26 outubro 2014

Coração Valente




Tomo meu café e vejo, a média distância, três atendentes conversando animadamente com o entregador de doces e salgados da empresa. Tentam convencê-lo sobre as vantagens de, na opinião delas, se votar em Aécio. Ele resiste, trazendo argumentos do desgoverno em Minas, da inapetência do partido dele, mas logo se vê acuado, contra a geladeira de bolos. Sua expressão animada se opõe aos trajes desgarrados e puídos que veste; tenho a representação da invisibilidade não apenas social, mas ali, física mesmo. Quando ele se posiciona do lado de fora do balcão, os passantes o ignoram. Atroz diferença com a realidade das sociedades socialmente mais equânimes, é inevitável a memória de uma cena semelhante que presenciei há tempos, em uma cidade alemã. Nela, o coletor de lixo entra na cafeteria para cumprir com seu trabalho e é recebido de modo respeitável pelos presentes. Portava um uniforme asseado e digno, fruto certamente do respeito com que seus empregadores proporcionavam não só à imagem da empresa, mas ao bem-estar de seus empregados, enquanto cumpriam suas tarefas. O homem foi convidado a tomar um café, e ao final saiu com os containers, sendo cumprimentado por todos.

Retomo a cena presente, o entregador prepara para se retirar com seu imenso carrinho no exato instante que um burguês de bermudas e mocassins marrons se aproxima, coberto de adesivos da campanha de Aécio.
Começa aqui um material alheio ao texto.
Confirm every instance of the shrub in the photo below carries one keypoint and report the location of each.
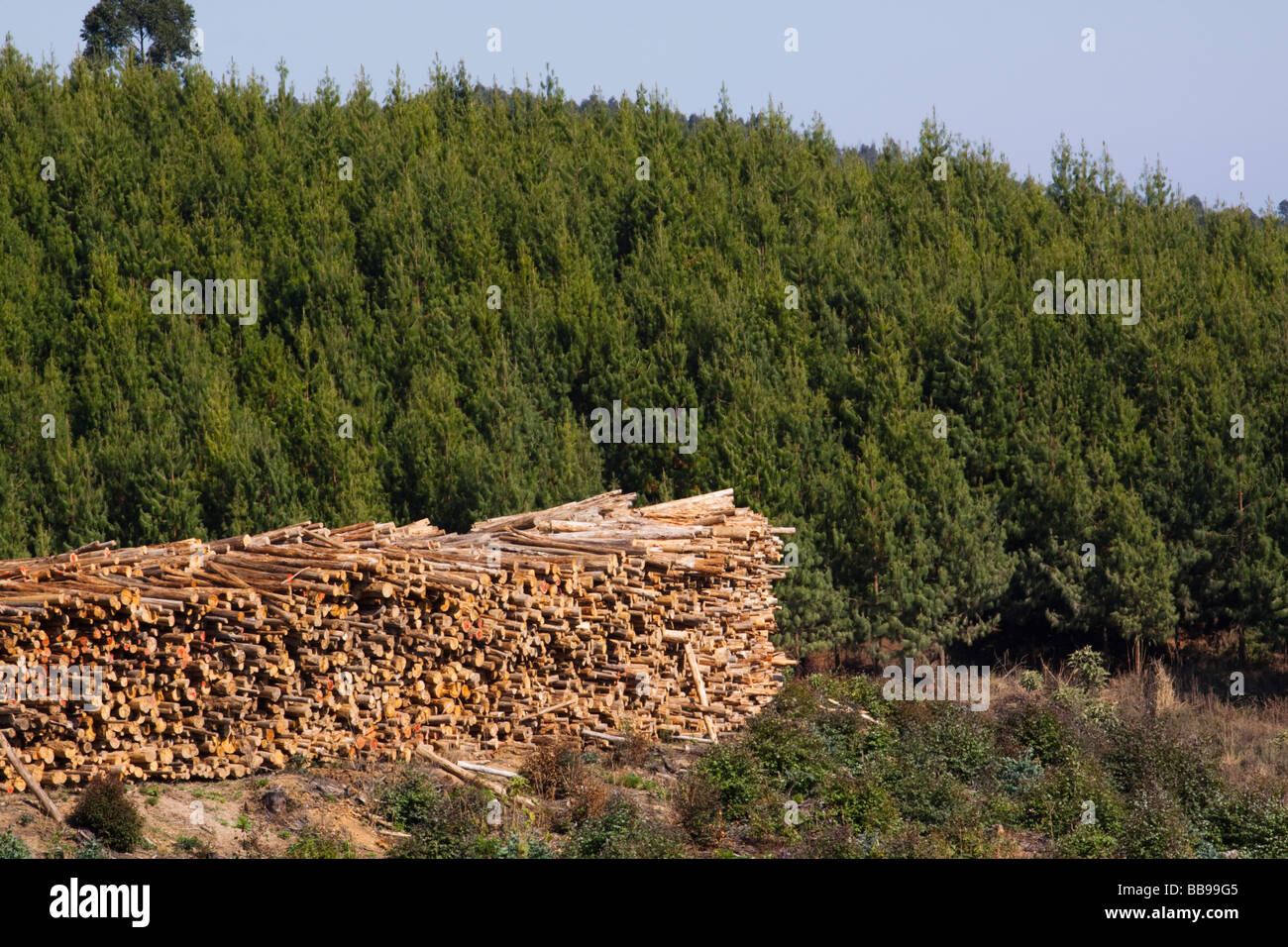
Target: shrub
(1090, 668)
(106, 810)
(314, 843)
(13, 847)
(451, 825)
(735, 776)
(621, 831)
(1087, 841)
(1019, 774)
(1155, 827)
(554, 770)
(1038, 728)
(407, 799)
(191, 844)
(697, 805)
É efusivamente recebido pelas meninas, que ignorando o amigo entregador, se voltam saltitantes para o sujeito, que num gesto influente, se gaba dos signos que enuncia e pede o café. Um encontro que não dura quinze segundos, o suficiente para que o sentido de classe seja completamente anulado pela subserviência atávica, onde a distinção se faz prevalecer, os mais vulneráveis se entregam aos caprichos do mais poderoso, sem que isso ofereça mais do que a preservação do abismo social. De um lado, o olhar de admiração para quem supostamente é um vencedor respeitável, o espelho ideal de uma sociedade capitalista competitiva, cuja imagem é dia-a-dia cultuada. E de outro, o ideal corporificado, a representação do sucesso relativo que ainda se alimenta da distinção.

Uma cena que é a moderna transcrição da sociedade escravocrata que ainda não superamos. A presença social dominante em seu silêncio, capaz de quebrantar o espírito de classe e estabelecendo seus valores às camadas menos favorecidas. Um poder que não pretende compartilhar, mas subordinar e desse modo se perpetuar. Não à toa esta discussão surge aqui, em um dia de eleições presidenciais, onde dois projetos claros e distintos se apresentam. Um que deseja promover avanços sociais, a partir de programas de afirmação e de distribuição de renda, com vistas a uma sociedade menos desigual, que possa usufruir as benesses do consumo material e intelectual. De outro, o prolongamento de um liberalismo pautado pelos ganhos financeiros e pelos interesses corporativos, onde o ser humano raramente aparece como a razão dos investimentos. 

Por tudo isso, a imagem que ilustra esta postagem, outra cena, desta feita diante do TUCA, aqui na PUC de São Paulo. Uma noite festiva, onde o manifesto de apoio à candidatura Dilma ultrapassou o espaço físico do teatro e se esparramou deliciosamente pela rua Monte Alegre, embandeirada e avermelhada. Pessoas mais adultas, com a experiência de longas e tormentosas lutas políticas ao longo da vida, confraternizando com jovens que vão tomando o gostinho da vivência política como base para as transformações sociais. Por horas, esse convívio no espaço público, em um momento da campanha que havia incertezas sobre o resultado do pleito. Hoje, todos os índices de pesquisa apontam, tomara, vitória de Dilma e de um projeto político de governo fundamental para a construção de uma cidadania para todos.

                                                                                                                                 para M.R.